Question

How do you test the series \[\sum {\dfrac{{\sqrt {n + 2} - \sqrt n }}{n}} \]from $ n $ is $ \left[ {1,\infty } \right) $ for convergence?

Answer 1

Hint: In order to test the above given series for convergence let the term written inside the summation as $ {a_n} $ . Apply the operation of rationalise on this term and simplify it further using identity $ \left( {A - B} \right)\left( {A + B} \right) = {A^2} - {B^2} $ . Use the p-series test which states $ \sum\limits_{n = 1}^\infty {\dfrac{1}{{{n^p}}}} $ is convergent for $ p > 1 $ and divergent otherwise to obtain the given series is convergent.
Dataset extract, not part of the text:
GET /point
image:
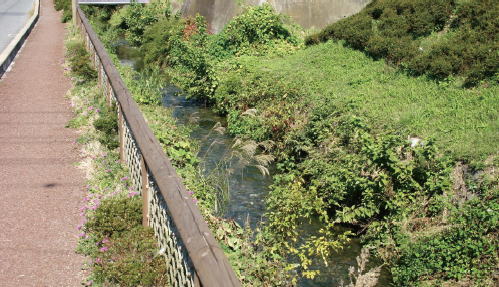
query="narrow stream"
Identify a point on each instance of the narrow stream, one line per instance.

Complete step-by-step answer:
We are given a summation series of the form \[\sum {\dfrac{{\sqrt {n + 2} - \sqrt n }}{n}} \]from $ n $ is $ \left[ {1,\infty } \right) $ .
We can rewrite the summation by including the limits in the summation symbol as
 $ \sum\limits_{n = 1}^\infty {\dfrac{{\sqrt {n + 2} - \sqrt n }}{n}} $
let $ {a_n} = \dfrac{{\sqrt {n + 2} - \sqrt n }}{n} $ ,
Now let’s rationalise the $ {a_n} $ term by multiplying and dividing $ {a_n} $ with $ \sqrt {n + 2} + \sqrt n $ , we get
 $
  {a_n} = \dfrac{{\sqrt {n + 2} - \sqrt n }}{n} \\
  {a_n} = \left( {\dfrac{{\sqrt {n + 2} - \sqrt n }}{n}} \right) \times \left( {\dfrac{{\sqrt {n + 2} + \sqrt n }}{{\sqrt {n + 2} + \sqrt n }}} \right) \;
  $
Simplifying further using the identity $ \left( {A - B} \right)\left( {A + B} \right) = {A^2} - {B^2} $ by considering A as $ \sqrt {n + 2} $ and B as $ \sqrt n $ , we have
 $
  {a_n} = \dfrac{{{{\left( {\sqrt {n + 2} } \right)}^2} - {{\left( {\sqrt n } \right)}^2}}}{{n\left( {\sqrt {n + 2} + \sqrt n } \right)}} \\
  {a_n} = \dfrac{{n + 2 - n}}{{n\left( {\sqrt {n + 2} + \sqrt n } \right)}} \;
  $
 $ {a_n} = \dfrac{2}{{n\left( {\sqrt {n + 2} + \sqrt n } \right)}} $
Now as you can see if we decrease the denominator , we will get a sequence which is greater. So if we remove 2 from the denominator, we get
\[
  {a_n} = \dfrac{2}{{n\left( {\sqrt {n + 2} + \sqrt n } \right)}} < \dfrac{2}{{n\left( {\sqrt n + \sqrt n } \right)}} = \dfrac{2}{{2n\sqrt n }} \\
  {a_n} = \dfrac{2}{{2n\sqrt n }} \\
 \]
Simplifying further using the property of exponents as $ {a^m} \times {a^n} = {a^{m + n}} $ ,we have
\[
  {a_n} = \dfrac{1}{{{n^{1 + \dfrac{1}{2}}}}} \\
  {a_n} = \dfrac{1}{{{n^{\dfrac{3}{2}}}}} \;
 \]
As we know that the series $ \sum\limits_{n = 1}^\infty {\dfrac{1}{{{n^{\dfrac{3}{2}}}}}} $ is always convergent according to the P-series test which says that the series of the form $ \sum\limits_{n = 1}^\infty {\dfrac{1}{{{n^p}}}} $ is convergent for $ p > 1 $ and divergent otherwise . So in our case we have $ p = \dfrac{3}{2} = 1.5 > 1 $ .
Therefore, we can say that the series $ \sum\limits_{n = 1}^\infty {\dfrac{{\sqrt {n + 2} - \sqrt n }}{n}} $ is convergent from $ n $ is $ \left[ {1,\infty } \right) $ .

Note: 1. Students must know the meaning of convergence and divergence of a series before proceeding with the solution.
2.The nth partial sum of the series for $ n $ as $ \left[ {1,\infty } \right) $ \[\sum\limits_{n = 1}^\infty {{a_n}} \] is given by $ {S_n} = {a_1} + {a_2} + .... + {a_n} $ .If the sequence of these partial sums $ \left\{ {{S_n}} \right\} $ converges to L, then the sum of the series also converges to L. Similarly, if $ \left\{ {{S_n}} \right\} $ diverges to L , then the sum of the series also diverges.